Pakistan's interior minister said Monday that the government was ready to hold peace talks with domestic Taliban militants who have been waging a bloody insurgency that has killed thousands of people in the country.
Rehman Malik's comments were the latest sign of growing momentum for talks and followed statements by senior Pakistani Taliban leaders who also indicate they are ready to sit down at the negotiating table.
The government appeared to have dropped an earlier demand that the Taliban lay down their weapons and renounce violence prior to talks, a position rejected by the militants.
"We are ready to start talks with you," Malik told reporters, adding that bullets are "not the answer."
"You tell us what team you would like to talk to, and let's set an agenda," Malik said in the Pakistani capital, Islamabad.
Ruling party lawmakers say one key issue driving the government toward talks — which have the blessing of the country's powerful military — is concern about violence in the run-up to parliamentary elections expected this spring. The lawmakers spoke on condition of anonymity because they were not authorized to talk to the media.
The Pakistani military has waged an aggressive campaign against the Taliban in their northwest sanctuaries along the Afghan border since 2009, but the militants have proved resilient. There has been an uptick in violence in recent months as the Taliban have carried out a series of high-profile attacks, including two against Pakistani air force bases.
It is less clear what is motivating the Taliban to push for negotiations — whether they are doing so because they feel they are in a position of strength or weakness. The militants have publicly spurned government offers of talks in the past and have denied reports that the group has held secret discussions with officials.
It is also uncertain how much common ground the two sides would find if they met face-to-face. The Taliban have demanded that Pakistan sever ties with the United States and impose Islamic law in the country.
Brig. Asad Munir, former head of Pakistan's main intelligence agency in the northwest, said he thought the talks were destined to fail and that the only solution was an operation in the Taliban's remaining sanctuary in the North Waziristan tribal area.
"It is not possible for any state to accept their conditions," Munir said.
Even if an agreement is reached, it's unclear if it would last, especially given divisions among the militants themselves. The government has cut peace deals with the Pakistani Taliban in the past, but they have largely fallen apart. The agreements have been criticized for allowing the militants to regroup and rebuild their strength to resume fighting the government and foreign troops in Afghanistan.
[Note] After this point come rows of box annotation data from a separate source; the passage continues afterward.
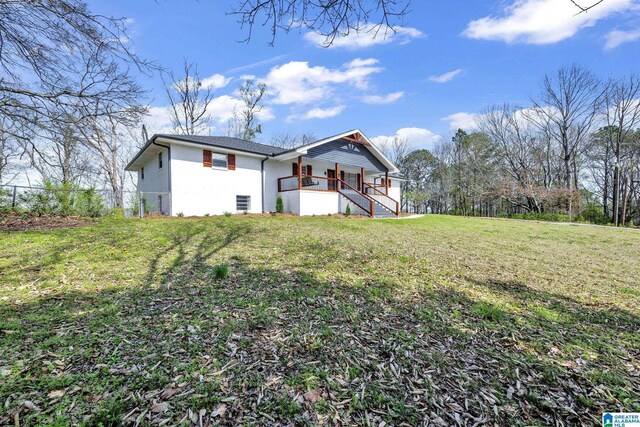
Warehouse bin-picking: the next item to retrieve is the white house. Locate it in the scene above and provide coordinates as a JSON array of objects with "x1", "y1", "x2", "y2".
[{"x1": 126, "y1": 129, "x2": 401, "y2": 217}]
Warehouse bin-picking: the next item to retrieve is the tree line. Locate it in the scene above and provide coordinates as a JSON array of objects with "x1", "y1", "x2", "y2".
[{"x1": 385, "y1": 65, "x2": 640, "y2": 225}]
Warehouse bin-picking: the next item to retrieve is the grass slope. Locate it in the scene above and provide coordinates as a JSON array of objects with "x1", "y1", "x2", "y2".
[{"x1": 0, "y1": 216, "x2": 640, "y2": 426}]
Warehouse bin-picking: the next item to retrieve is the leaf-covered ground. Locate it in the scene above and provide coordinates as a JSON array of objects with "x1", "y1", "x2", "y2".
[{"x1": 0, "y1": 216, "x2": 640, "y2": 426}]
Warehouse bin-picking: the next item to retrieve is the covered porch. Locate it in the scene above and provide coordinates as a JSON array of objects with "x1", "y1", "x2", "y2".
[{"x1": 277, "y1": 155, "x2": 400, "y2": 217}]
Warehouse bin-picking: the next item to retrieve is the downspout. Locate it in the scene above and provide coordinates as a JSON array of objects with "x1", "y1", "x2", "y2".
[
  {"x1": 151, "y1": 139, "x2": 173, "y2": 216},
  {"x1": 260, "y1": 156, "x2": 269, "y2": 213}
]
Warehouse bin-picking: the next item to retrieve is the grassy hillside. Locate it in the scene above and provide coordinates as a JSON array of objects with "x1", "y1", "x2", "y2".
[{"x1": 0, "y1": 216, "x2": 640, "y2": 425}]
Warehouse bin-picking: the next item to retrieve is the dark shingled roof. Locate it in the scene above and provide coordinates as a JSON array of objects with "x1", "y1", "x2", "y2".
[{"x1": 155, "y1": 134, "x2": 286, "y2": 156}]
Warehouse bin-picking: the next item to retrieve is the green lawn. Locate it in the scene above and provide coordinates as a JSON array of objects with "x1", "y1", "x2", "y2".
[{"x1": 0, "y1": 216, "x2": 640, "y2": 426}]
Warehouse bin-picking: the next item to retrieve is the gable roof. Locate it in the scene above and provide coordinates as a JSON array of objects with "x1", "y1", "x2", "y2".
[
  {"x1": 274, "y1": 129, "x2": 398, "y2": 173},
  {"x1": 125, "y1": 129, "x2": 398, "y2": 173},
  {"x1": 154, "y1": 134, "x2": 285, "y2": 156},
  {"x1": 125, "y1": 133, "x2": 286, "y2": 170}
]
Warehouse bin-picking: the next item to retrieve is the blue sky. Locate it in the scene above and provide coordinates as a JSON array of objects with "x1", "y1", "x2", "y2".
[{"x1": 90, "y1": 0, "x2": 640, "y2": 147}]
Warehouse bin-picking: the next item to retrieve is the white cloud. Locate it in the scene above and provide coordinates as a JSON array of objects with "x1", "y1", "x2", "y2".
[
  {"x1": 362, "y1": 91, "x2": 404, "y2": 104},
  {"x1": 371, "y1": 127, "x2": 442, "y2": 149},
  {"x1": 144, "y1": 95, "x2": 275, "y2": 134},
  {"x1": 262, "y1": 58, "x2": 383, "y2": 105},
  {"x1": 287, "y1": 105, "x2": 345, "y2": 122},
  {"x1": 144, "y1": 107, "x2": 173, "y2": 135},
  {"x1": 463, "y1": 0, "x2": 634, "y2": 44},
  {"x1": 442, "y1": 112, "x2": 478, "y2": 130},
  {"x1": 344, "y1": 58, "x2": 378, "y2": 68},
  {"x1": 429, "y1": 68, "x2": 462, "y2": 83},
  {"x1": 202, "y1": 74, "x2": 231, "y2": 89},
  {"x1": 604, "y1": 28, "x2": 640, "y2": 50},
  {"x1": 304, "y1": 24, "x2": 425, "y2": 50}
]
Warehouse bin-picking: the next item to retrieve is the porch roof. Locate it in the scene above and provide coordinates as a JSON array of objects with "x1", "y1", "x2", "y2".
[{"x1": 273, "y1": 129, "x2": 399, "y2": 173}]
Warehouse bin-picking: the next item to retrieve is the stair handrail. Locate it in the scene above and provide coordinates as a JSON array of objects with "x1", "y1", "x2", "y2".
[
  {"x1": 363, "y1": 182, "x2": 400, "y2": 215},
  {"x1": 336, "y1": 177, "x2": 375, "y2": 217}
]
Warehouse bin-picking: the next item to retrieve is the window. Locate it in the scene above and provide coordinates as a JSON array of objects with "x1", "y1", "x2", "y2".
[
  {"x1": 211, "y1": 153, "x2": 227, "y2": 169},
  {"x1": 236, "y1": 196, "x2": 251, "y2": 212}
]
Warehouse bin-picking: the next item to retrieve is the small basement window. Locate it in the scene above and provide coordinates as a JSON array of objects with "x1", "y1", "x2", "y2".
[
  {"x1": 236, "y1": 196, "x2": 251, "y2": 212},
  {"x1": 211, "y1": 153, "x2": 227, "y2": 169}
]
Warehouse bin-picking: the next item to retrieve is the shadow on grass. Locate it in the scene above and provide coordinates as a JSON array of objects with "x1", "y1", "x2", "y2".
[{"x1": 0, "y1": 227, "x2": 639, "y2": 425}]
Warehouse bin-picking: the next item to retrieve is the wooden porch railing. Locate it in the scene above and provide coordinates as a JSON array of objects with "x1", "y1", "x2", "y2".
[
  {"x1": 278, "y1": 175, "x2": 336, "y2": 192},
  {"x1": 363, "y1": 182, "x2": 400, "y2": 216},
  {"x1": 278, "y1": 175, "x2": 400, "y2": 217}
]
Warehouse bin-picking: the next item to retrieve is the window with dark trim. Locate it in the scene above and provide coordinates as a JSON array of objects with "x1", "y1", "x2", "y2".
[
  {"x1": 236, "y1": 195, "x2": 251, "y2": 212},
  {"x1": 211, "y1": 153, "x2": 227, "y2": 169}
]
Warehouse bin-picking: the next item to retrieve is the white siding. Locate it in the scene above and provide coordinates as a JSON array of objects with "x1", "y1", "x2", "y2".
[
  {"x1": 138, "y1": 147, "x2": 169, "y2": 193},
  {"x1": 389, "y1": 179, "x2": 401, "y2": 203},
  {"x1": 171, "y1": 144, "x2": 262, "y2": 216},
  {"x1": 264, "y1": 159, "x2": 292, "y2": 215}
]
Talk of a new peace deal could be troubling to the United States if it is seen as providing militants with greater space to carry out operations in neighboring Afghanistan. However, Washington's push for a peace deal with the Afghan Taliban could also make it difficult to oppose an agreement in Pakistan.
The Afghan and Pakistani Taliban are allies but have primarily focused their attacks on opposite sides of the border. The Pakistani Taliban also trained the Pakistani-American who carried out a failed car bombing in New York's Times Square in 2010.
The recent momentum toward peace talks began with a letter the Pakistani Taliban sent to a local newspaper at the end of December outlining conditions for a ceasefire, including the imposition of Islamic law and a break with Washington.
Pakistani Taliban leader Hakimullah Mehsud then released a video in which he said the group "will consider every serious offer for talks" but would never agree to lay down their weapons as a precondition.
The most vocal proponents for negotiations with the Taliban on the government side have been members of the Awami National Party, which controls northwest Khyber Pakhtunkhwa province and has been repeatedly attacked by the militants. Those calls increased in December when a suicide bomber killed Bashir Bilour, the second most senior member of the provincial Cabinet.
"Talks with the Taliban are necessary for lasting peace," provincial information minister and ANP lawmaker Mian Iftikhar Hussain said at the end of January.
The army, which is considered the most powerful institution in the country, also backs the idea of talks, according to intelligence and counterterrorism officials, who spoke on condition of anonymity because they also were not authorized to talk to the media.
Pakistani Taliban spokesman Ahsanullah Ahsan said Sunday that the group has responded positively to the government's offer of negotiations but is worried that officials aren't serious. He told reporters that the Taliban wanted the army and three prominent politicians to "guarantee" the talks, although he did not specify what that meant.
The politicians included the country's main opposition leader, former Pakistani Prime Minister Nawaz Sharif, and the leaders of two hard-line Islamic parties, Maulana Fazlur Rehman and Munawar Hasan.
The government has asked Rehman, head of Jamiat Ulema-e-Islam, to act as a mediator in talks with the Taliban, said ruling party officials. Rehman has said he is willing to do so as long as the government gives him total authority.
Ahsan also demanded the government release former Taliban spokesman Muslim Khan and six other militants he said would be part of the group's negotiating team.